Sammy Watkins, WR BUF
It was the Bills receiver Watkins, named by Carla Gruse, Jaron Foster, Jacob Feldman, Mike MacGregor, Mo Brewington, Adam Tzikas, Dwayne Brown and Andrew Lightener who has the DLF staff the most concerned. Before we get into their thoughts, the choice makes sense just looking at our ADP data. First of all, Watkins is currently slotted towards the bottom of the first round, and he’s also a player who has bounced between the first and second round of ADP all off-season.
Watkins takes a lot of heat for a first round startup player and when reading the responses of the group above, it makes sense. Among the worries surrounding Watkins are his own health, his quarterback and the overall quality of the Buffalo Bills offense.
I’ll add in my two cents and it probably won’t surprise you, but I’m tabbing Gurley as my player to avoid in the first round. The reasons are basically the same as the ones mentioned by my cohorts above.
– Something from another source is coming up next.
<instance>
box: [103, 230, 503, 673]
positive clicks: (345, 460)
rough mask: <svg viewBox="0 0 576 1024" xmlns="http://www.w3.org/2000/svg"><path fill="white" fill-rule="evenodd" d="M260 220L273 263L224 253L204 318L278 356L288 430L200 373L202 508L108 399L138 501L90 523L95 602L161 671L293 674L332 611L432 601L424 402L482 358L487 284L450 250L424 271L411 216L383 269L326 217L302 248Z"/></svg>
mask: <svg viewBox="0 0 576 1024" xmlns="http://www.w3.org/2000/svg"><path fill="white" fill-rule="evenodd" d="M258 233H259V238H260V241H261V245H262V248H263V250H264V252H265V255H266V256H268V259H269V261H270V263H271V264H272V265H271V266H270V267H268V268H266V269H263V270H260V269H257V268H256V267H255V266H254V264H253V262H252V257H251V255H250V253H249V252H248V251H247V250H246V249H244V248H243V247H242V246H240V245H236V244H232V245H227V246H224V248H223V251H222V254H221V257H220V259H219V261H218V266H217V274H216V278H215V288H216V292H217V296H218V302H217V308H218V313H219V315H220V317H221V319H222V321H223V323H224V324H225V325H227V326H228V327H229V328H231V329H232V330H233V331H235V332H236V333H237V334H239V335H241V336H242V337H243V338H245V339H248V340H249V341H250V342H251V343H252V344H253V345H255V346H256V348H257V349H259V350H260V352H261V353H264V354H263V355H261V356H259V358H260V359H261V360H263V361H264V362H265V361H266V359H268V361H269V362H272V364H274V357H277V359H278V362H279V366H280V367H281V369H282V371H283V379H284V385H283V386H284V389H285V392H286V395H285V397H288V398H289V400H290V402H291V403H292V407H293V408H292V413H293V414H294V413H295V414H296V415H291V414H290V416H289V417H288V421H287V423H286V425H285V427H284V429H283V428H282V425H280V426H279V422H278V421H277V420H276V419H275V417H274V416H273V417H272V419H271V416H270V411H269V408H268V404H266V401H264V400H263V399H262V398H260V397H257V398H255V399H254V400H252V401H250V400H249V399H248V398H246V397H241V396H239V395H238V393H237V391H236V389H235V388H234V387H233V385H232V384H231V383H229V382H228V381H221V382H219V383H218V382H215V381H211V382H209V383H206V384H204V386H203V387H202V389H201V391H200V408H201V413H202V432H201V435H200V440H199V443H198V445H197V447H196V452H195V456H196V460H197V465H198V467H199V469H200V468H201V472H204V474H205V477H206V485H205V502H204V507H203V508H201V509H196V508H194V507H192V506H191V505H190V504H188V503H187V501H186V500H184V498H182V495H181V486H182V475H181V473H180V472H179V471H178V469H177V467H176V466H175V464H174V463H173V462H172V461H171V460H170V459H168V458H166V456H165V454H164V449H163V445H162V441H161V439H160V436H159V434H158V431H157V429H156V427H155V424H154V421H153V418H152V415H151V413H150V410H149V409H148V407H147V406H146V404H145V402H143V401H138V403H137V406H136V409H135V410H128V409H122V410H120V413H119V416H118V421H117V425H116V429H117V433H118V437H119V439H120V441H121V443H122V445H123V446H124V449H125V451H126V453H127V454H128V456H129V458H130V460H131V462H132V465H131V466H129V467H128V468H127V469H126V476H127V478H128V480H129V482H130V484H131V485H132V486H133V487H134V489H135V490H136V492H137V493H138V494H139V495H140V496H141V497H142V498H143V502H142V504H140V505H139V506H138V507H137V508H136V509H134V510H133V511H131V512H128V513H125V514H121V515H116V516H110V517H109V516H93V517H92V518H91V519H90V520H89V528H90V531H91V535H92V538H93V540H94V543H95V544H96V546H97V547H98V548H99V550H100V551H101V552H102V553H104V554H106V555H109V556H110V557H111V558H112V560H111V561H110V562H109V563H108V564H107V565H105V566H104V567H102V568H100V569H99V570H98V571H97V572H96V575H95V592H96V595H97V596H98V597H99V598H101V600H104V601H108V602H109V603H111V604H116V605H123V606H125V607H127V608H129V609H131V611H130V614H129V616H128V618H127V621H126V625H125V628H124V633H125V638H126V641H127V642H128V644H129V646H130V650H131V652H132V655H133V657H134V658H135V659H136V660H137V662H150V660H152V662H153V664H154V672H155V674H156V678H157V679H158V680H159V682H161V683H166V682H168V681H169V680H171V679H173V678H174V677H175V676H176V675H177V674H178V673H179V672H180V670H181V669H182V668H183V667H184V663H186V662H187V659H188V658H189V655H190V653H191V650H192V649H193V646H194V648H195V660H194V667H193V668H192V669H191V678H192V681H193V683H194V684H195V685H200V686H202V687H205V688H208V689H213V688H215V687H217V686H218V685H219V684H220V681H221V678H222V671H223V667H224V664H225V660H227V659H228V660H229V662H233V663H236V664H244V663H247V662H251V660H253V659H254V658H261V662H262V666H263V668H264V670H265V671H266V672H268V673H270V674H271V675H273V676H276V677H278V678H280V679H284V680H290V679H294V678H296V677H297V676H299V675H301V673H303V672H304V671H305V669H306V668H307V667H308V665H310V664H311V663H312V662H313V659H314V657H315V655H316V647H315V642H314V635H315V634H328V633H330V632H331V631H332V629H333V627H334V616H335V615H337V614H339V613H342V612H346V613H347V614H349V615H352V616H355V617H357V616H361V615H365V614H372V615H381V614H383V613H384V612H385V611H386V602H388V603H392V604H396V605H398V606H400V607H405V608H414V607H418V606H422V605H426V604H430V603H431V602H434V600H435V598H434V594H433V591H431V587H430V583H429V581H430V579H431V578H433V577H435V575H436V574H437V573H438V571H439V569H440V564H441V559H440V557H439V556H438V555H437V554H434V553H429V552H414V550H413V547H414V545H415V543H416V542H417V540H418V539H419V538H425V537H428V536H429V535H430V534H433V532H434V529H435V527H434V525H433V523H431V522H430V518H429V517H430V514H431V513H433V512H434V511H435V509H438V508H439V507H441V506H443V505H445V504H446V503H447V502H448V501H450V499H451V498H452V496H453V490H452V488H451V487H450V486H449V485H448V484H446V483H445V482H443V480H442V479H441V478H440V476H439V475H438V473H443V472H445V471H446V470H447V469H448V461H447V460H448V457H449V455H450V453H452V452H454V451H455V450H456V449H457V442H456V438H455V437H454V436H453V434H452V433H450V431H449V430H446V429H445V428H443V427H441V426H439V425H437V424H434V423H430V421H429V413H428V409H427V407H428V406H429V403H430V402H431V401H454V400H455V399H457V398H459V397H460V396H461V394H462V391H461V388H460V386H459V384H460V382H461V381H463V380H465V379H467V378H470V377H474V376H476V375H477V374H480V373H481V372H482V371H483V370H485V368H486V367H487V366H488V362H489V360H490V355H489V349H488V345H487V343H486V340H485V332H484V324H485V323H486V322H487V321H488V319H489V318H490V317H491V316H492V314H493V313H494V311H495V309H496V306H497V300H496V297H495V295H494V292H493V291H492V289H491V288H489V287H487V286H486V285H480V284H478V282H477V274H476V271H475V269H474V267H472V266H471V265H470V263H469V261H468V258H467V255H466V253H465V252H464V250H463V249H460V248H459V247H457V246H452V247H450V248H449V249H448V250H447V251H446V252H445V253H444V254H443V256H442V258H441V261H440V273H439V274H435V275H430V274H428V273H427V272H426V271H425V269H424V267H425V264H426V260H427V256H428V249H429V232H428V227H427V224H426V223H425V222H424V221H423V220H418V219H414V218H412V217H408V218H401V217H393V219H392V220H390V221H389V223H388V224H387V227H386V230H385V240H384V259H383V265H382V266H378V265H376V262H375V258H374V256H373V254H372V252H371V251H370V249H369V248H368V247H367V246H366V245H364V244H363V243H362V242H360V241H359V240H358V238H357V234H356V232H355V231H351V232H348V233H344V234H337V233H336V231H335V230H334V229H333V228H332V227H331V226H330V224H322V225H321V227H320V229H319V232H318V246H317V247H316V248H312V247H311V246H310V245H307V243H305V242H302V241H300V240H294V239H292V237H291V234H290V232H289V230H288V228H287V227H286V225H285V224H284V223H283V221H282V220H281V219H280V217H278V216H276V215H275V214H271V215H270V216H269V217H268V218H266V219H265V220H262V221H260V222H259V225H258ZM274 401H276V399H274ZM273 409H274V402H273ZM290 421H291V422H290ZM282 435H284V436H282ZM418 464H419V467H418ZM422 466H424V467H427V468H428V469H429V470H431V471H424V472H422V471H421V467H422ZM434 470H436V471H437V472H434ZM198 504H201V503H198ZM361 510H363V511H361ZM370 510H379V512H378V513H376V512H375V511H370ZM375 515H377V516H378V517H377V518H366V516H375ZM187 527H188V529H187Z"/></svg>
It is unlikely that I would select any running back as my first overall player, but due to some of the concerns about the Rams offense and Gurley’s lack of usage as a receiver out of the backfield, I’ve moved rookie Ezekiel Elliott up to my overall RB1 spot. If I do go with a running back, it would be him, not Gurley.
In the next installment of this new series, I’ll be back with some help from my friends to find the best value in the first round. If you thought it was difficult to identify a risky player among the top 12, just wait for this!